His recovered memory essay prompted a series of no-holds-barred exchanges with readers that spilled over into multiple issues of the magazine. Professor Crews was often at his most full-throated in The Review’s letters to the editor column, where intellectual debates can border on trench warfare.
He proved to be a merciless adversary over the decades, especially for Freud supporters, and in the process helped elevate the letters column into something of an art form.
“Mercurial” my tuches!
And some on his other efforts (he was a busy man):
Frederick attended Yale University and received his Ph.D. from Princeton in 1958 with a dissertation on E.M. Forster. He joined the faculty at Berkeley in 1958 and taught there until his retirement in 1994. In the mid-1960s, he became involved in the antiwar movement, serving as a co-chairman of Berkeley’s Faculty Peace Committee, “but when even moderate Republicans joined the antiwar cause around 1970, I felt that my activism wasn’t needed anymore,” he told an interviewer in 2006.
In addition to his essays and critical works, Professor Crews wrote “The Random House Handbook,” a popular composition and style manual first published in 1974, and edited several anthologies and style guides. He was a member of the American Academy of Arts and Sciences.
Fred helped me once or twice by suggesting edits on my own popular writing, and in gratitude I purchased, at long distance, a good bottle of Italian red wine at a store in Berkeley, and then told Fred to go pick it up.
As I said, Fred was a great guy, and despite the academic squabbles in which he participated (which show both his heterodoxy and his courage), he was a man of sanguinity and of even keel.
His emails were works of art themselves, and during one of our exchanges I asked him what, given his numerous achievements (and battles), he thought was his most memorable accomplishment.
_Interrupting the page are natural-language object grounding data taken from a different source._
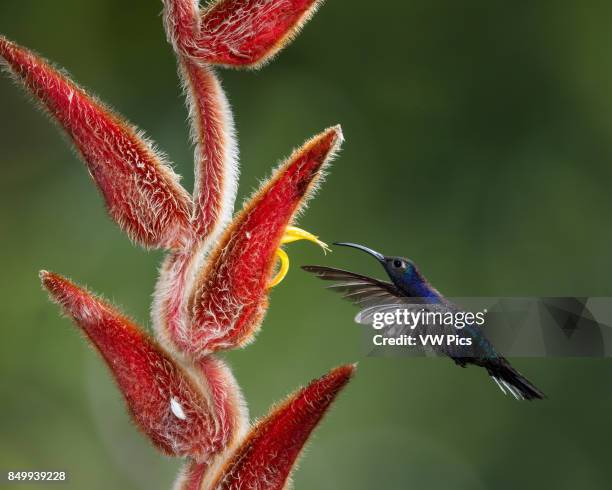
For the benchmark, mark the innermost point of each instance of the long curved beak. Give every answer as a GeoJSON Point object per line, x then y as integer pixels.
{"type": "Point", "coordinates": [380, 257]}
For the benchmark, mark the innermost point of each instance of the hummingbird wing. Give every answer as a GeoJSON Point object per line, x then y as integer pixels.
{"type": "Point", "coordinates": [374, 297]}
{"type": "Point", "coordinates": [360, 290]}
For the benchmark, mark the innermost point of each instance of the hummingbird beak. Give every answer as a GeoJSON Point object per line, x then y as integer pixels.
{"type": "Point", "coordinates": [380, 257]}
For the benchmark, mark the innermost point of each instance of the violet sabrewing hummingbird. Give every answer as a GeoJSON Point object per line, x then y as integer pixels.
{"type": "Point", "coordinates": [410, 289]}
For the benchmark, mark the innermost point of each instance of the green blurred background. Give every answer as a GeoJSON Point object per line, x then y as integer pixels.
{"type": "Point", "coordinates": [478, 142]}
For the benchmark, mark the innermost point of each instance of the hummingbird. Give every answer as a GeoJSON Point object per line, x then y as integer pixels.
{"type": "Point", "coordinates": [409, 289]}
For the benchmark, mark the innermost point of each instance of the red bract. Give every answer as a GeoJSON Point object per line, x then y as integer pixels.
{"type": "Point", "coordinates": [213, 287]}
{"type": "Point", "coordinates": [235, 32]}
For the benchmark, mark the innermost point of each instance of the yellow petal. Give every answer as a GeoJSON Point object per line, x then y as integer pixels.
{"type": "Point", "coordinates": [293, 234]}
{"type": "Point", "coordinates": [284, 267]}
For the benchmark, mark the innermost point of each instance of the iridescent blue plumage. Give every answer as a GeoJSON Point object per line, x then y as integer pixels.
{"type": "Point", "coordinates": [409, 289]}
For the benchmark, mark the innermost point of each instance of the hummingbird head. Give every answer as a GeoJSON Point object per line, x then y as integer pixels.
{"type": "Point", "coordinates": [399, 269]}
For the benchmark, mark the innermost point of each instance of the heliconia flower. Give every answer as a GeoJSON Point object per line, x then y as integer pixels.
{"type": "Point", "coordinates": [213, 287]}
{"type": "Point", "coordinates": [237, 33]}
{"type": "Point", "coordinates": [170, 401]}
{"type": "Point", "coordinates": [141, 191]}
{"type": "Point", "coordinates": [268, 453]}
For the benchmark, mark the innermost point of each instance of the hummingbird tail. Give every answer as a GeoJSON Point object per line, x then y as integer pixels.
{"type": "Point", "coordinates": [510, 380]}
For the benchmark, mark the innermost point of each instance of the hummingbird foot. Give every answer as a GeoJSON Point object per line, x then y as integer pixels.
{"type": "Point", "coordinates": [293, 234]}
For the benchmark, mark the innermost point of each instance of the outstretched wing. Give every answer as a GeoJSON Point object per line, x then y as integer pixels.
{"type": "Point", "coordinates": [374, 296]}
{"type": "Point", "coordinates": [362, 291]}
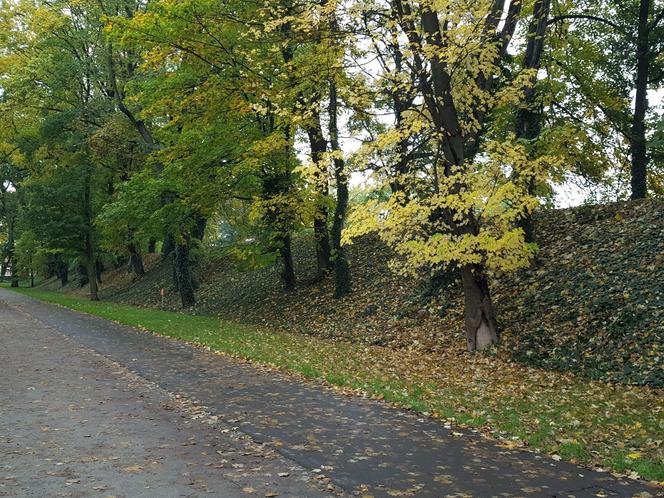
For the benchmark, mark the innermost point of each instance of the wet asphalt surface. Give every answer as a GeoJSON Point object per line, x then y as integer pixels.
{"type": "Point", "coordinates": [326, 442]}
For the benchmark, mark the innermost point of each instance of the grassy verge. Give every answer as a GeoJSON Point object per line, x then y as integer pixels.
{"type": "Point", "coordinates": [614, 426]}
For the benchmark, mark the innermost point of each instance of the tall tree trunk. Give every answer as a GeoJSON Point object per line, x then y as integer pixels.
{"type": "Point", "coordinates": [168, 245]}
{"type": "Point", "coordinates": [135, 260]}
{"type": "Point", "coordinates": [480, 323]}
{"type": "Point", "coordinates": [288, 268]}
{"type": "Point", "coordinates": [63, 273]}
{"type": "Point", "coordinates": [480, 320]}
{"type": "Point", "coordinates": [90, 253]}
{"type": "Point", "coordinates": [318, 146]}
{"type": "Point", "coordinates": [341, 267]}
{"type": "Point", "coordinates": [639, 151]}
{"type": "Point", "coordinates": [182, 271]}
{"type": "Point", "coordinates": [529, 118]}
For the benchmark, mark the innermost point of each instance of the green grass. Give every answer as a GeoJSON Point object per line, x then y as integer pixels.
{"type": "Point", "coordinates": [543, 409]}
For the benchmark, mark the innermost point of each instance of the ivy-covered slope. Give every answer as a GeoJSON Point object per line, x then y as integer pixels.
{"type": "Point", "coordinates": [593, 303]}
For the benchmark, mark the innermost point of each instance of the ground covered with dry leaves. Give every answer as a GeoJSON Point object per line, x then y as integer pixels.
{"type": "Point", "coordinates": [580, 370]}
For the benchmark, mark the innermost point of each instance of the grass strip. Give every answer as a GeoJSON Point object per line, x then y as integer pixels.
{"type": "Point", "coordinates": [616, 427]}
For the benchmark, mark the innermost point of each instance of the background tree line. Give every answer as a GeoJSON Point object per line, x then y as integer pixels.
{"type": "Point", "coordinates": [131, 126]}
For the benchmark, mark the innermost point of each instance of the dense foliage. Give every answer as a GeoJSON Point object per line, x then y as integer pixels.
{"type": "Point", "coordinates": [131, 126]}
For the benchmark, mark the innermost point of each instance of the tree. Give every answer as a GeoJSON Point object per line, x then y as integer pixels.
{"type": "Point", "coordinates": [462, 212]}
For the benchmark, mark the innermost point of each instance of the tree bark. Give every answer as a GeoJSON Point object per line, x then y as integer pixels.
{"type": "Point", "coordinates": [168, 246]}
{"type": "Point", "coordinates": [480, 320]}
{"type": "Point", "coordinates": [529, 119]}
{"type": "Point", "coordinates": [318, 146]}
{"type": "Point", "coordinates": [639, 153]}
{"type": "Point", "coordinates": [63, 273]}
{"type": "Point", "coordinates": [135, 260]}
{"type": "Point", "coordinates": [342, 282]}
{"type": "Point", "coordinates": [480, 324]}
{"type": "Point", "coordinates": [182, 271]}
{"type": "Point", "coordinates": [90, 253]}
{"type": "Point", "coordinates": [288, 269]}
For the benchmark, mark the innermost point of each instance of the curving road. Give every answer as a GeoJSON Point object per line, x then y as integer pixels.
{"type": "Point", "coordinates": [92, 408]}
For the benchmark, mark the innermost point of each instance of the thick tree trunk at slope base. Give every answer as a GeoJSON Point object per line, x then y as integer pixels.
{"type": "Point", "coordinates": [288, 268]}
{"type": "Point", "coordinates": [94, 289]}
{"type": "Point", "coordinates": [135, 260]}
{"type": "Point", "coordinates": [318, 146]}
{"type": "Point", "coordinates": [529, 119]}
{"type": "Point", "coordinates": [168, 245]}
{"type": "Point", "coordinates": [342, 281]}
{"type": "Point", "coordinates": [183, 277]}
{"type": "Point", "coordinates": [639, 152]}
{"type": "Point", "coordinates": [480, 320]}
{"type": "Point", "coordinates": [63, 273]}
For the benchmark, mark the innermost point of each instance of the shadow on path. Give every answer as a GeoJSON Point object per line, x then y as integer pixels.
{"type": "Point", "coordinates": [365, 447]}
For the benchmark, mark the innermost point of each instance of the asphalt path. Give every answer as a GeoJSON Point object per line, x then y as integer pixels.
{"type": "Point", "coordinates": [92, 408]}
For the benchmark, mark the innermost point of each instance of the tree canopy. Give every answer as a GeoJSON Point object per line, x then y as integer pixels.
{"type": "Point", "coordinates": [131, 126]}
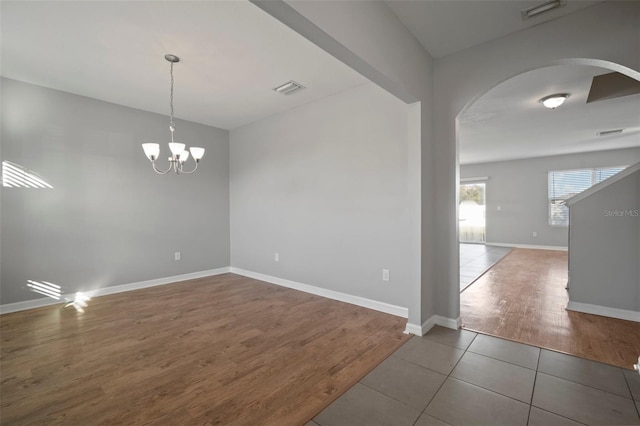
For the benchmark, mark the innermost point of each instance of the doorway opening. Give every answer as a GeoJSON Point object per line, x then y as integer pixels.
{"type": "Point", "coordinates": [472, 213]}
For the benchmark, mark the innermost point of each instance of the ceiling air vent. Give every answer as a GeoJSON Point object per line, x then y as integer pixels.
{"type": "Point", "coordinates": [610, 132]}
{"type": "Point", "coordinates": [289, 87]}
{"type": "Point", "coordinates": [541, 8]}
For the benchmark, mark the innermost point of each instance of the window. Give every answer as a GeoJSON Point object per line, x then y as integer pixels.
{"type": "Point", "coordinates": [564, 184]}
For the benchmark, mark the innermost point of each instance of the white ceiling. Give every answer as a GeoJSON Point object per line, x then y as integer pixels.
{"type": "Point", "coordinates": [508, 122]}
{"type": "Point", "coordinates": [232, 56]}
{"type": "Point", "coordinates": [445, 27]}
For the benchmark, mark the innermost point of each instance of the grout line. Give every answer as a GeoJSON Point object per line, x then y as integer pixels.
{"type": "Point", "coordinates": [533, 389]}
{"type": "Point", "coordinates": [446, 378]}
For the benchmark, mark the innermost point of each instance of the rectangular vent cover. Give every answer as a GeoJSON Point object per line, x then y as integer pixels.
{"type": "Point", "coordinates": [289, 87]}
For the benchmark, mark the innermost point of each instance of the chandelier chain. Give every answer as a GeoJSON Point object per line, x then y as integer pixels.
{"type": "Point", "coordinates": [171, 125]}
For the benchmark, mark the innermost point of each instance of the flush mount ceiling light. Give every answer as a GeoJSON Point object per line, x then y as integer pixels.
{"type": "Point", "coordinates": [178, 153]}
{"type": "Point", "coordinates": [289, 87]}
{"type": "Point", "coordinates": [541, 8]}
{"type": "Point", "coordinates": [554, 101]}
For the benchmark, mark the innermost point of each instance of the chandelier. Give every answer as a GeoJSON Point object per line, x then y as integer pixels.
{"type": "Point", "coordinates": [179, 155]}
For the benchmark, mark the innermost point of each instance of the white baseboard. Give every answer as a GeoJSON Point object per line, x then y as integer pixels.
{"type": "Point", "coordinates": [329, 294]}
{"type": "Point", "coordinates": [531, 246]}
{"type": "Point", "coordinates": [604, 311]}
{"type": "Point", "coordinates": [47, 301]}
{"type": "Point", "coordinates": [421, 330]}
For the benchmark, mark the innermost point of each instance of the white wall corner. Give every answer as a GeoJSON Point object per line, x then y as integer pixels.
{"type": "Point", "coordinates": [65, 298]}
{"type": "Point", "coordinates": [421, 330]}
{"type": "Point", "coordinates": [387, 308]}
{"type": "Point", "coordinates": [604, 311]}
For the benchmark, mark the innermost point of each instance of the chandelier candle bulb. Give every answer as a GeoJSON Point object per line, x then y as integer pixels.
{"type": "Point", "coordinates": [197, 153]}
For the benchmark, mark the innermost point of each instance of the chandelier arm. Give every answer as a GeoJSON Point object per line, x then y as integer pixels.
{"type": "Point", "coordinates": [188, 173]}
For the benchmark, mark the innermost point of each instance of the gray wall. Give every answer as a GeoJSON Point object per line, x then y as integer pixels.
{"type": "Point", "coordinates": [327, 186]}
{"type": "Point", "coordinates": [605, 249]}
{"type": "Point", "coordinates": [520, 188]}
{"type": "Point", "coordinates": [109, 219]}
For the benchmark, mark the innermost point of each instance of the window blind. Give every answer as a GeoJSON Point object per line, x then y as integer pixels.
{"type": "Point", "coordinates": [564, 184]}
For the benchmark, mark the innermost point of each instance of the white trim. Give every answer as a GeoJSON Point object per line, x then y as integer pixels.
{"type": "Point", "coordinates": [421, 330]}
{"type": "Point", "coordinates": [329, 294]}
{"type": "Point", "coordinates": [531, 246]}
{"type": "Point", "coordinates": [37, 303]}
{"type": "Point", "coordinates": [604, 311]}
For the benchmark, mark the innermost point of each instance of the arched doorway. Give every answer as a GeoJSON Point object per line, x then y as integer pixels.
{"type": "Point", "coordinates": [529, 142]}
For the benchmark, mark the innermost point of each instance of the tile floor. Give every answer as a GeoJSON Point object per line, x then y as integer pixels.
{"type": "Point", "coordinates": [451, 377]}
{"type": "Point", "coordinates": [475, 259]}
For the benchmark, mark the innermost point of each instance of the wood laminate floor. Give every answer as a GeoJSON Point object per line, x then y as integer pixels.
{"type": "Point", "coordinates": [219, 350]}
{"type": "Point", "coordinates": [523, 298]}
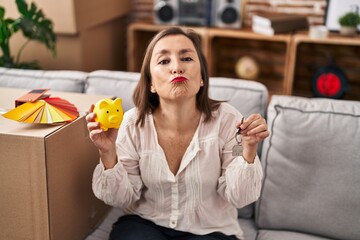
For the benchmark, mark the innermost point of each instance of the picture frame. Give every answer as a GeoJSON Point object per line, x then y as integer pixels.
{"type": "Point", "coordinates": [337, 8]}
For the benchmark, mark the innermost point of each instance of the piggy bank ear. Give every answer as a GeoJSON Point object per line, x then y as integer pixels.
{"type": "Point", "coordinates": [118, 102]}
{"type": "Point", "coordinates": [103, 104]}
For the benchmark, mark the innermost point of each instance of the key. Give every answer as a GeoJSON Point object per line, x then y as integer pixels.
{"type": "Point", "coordinates": [238, 148]}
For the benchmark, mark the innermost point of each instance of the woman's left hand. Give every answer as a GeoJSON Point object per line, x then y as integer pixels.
{"type": "Point", "coordinates": [253, 130]}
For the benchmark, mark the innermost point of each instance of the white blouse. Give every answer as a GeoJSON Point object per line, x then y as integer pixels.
{"type": "Point", "coordinates": [202, 197]}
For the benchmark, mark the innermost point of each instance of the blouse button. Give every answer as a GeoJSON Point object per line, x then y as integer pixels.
{"type": "Point", "coordinates": [173, 224]}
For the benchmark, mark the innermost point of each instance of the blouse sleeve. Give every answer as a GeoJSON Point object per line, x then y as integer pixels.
{"type": "Point", "coordinates": [240, 182]}
{"type": "Point", "coordinates": [120, 186]}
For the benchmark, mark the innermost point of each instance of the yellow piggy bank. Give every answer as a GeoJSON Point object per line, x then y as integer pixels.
{"type": "Point", "coordinates": [109, 113]}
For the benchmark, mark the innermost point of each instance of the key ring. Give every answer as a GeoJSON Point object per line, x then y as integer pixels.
{"type": "Point", "coordinates": [238, 133]}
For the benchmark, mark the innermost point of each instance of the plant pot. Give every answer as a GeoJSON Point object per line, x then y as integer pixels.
{"type": "Point", "coordinates": [348, 31]}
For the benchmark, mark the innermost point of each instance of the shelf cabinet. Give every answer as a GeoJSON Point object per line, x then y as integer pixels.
{"type": "Point", "coordinates": [308, 55]}
{"type": "Point", "coordinates": [227, 46]}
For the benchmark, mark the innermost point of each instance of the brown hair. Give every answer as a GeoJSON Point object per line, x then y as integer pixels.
{"type": "Point", "coordinates": [146, 101]}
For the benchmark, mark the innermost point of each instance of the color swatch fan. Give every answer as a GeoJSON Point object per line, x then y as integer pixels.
{"type": "Point", "coordinates": [35, 107]}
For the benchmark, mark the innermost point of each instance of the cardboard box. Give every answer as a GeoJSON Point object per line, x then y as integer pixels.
{"type": "Point", "coordinates": [73, 16]}
{"type": "Point", "coordinates": [46, 175]}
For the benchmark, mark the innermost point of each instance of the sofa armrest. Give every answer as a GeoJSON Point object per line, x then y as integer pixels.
{"type": "Point", "coordinates": [67, 81]}
{"type": "Point", "coordinates": [311, 167]}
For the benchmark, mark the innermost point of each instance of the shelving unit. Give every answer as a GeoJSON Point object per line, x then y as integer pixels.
{"type": "Point", "coordinates": [287, 61]}
{"type": "Point", "coordinates": [227, 46]}
{"type": "Point", "coordinates": [308, 54]}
I still have his response, and here it is (I’ve given a link to what he cites):
My most memorable feat, though it originated simply from a book review assignment, was the exposé “The Unknown Freud,” in NYRB, issue of 11/18/93. It caused the biggest hubbub in the magazine’s history. When there was a similar stir, a year later, regarding my piece on recovered memory, NYRB decided to turn the two controversies into a book (The Memory Wars: Freud’s Legacy in Dispute). Because I’ve always been a debater, the sparring with shrinks was a special pleasure.
Indeed!
After many years of e-communication, I finally met Fred and his wife Betty for lunch in Chicago in 2009. That was a great pleasure, and here’s a photo of Fred and Betty that I took in the restaurant. He doesn’t look like a man who would battle with shrinks and academics, does he?
No prayers need be offered, for Fred was a diehard atheist, but I’ve given a few thoughts in this short memoriam. The world in general, and especially the literary world, is poorer for his absence.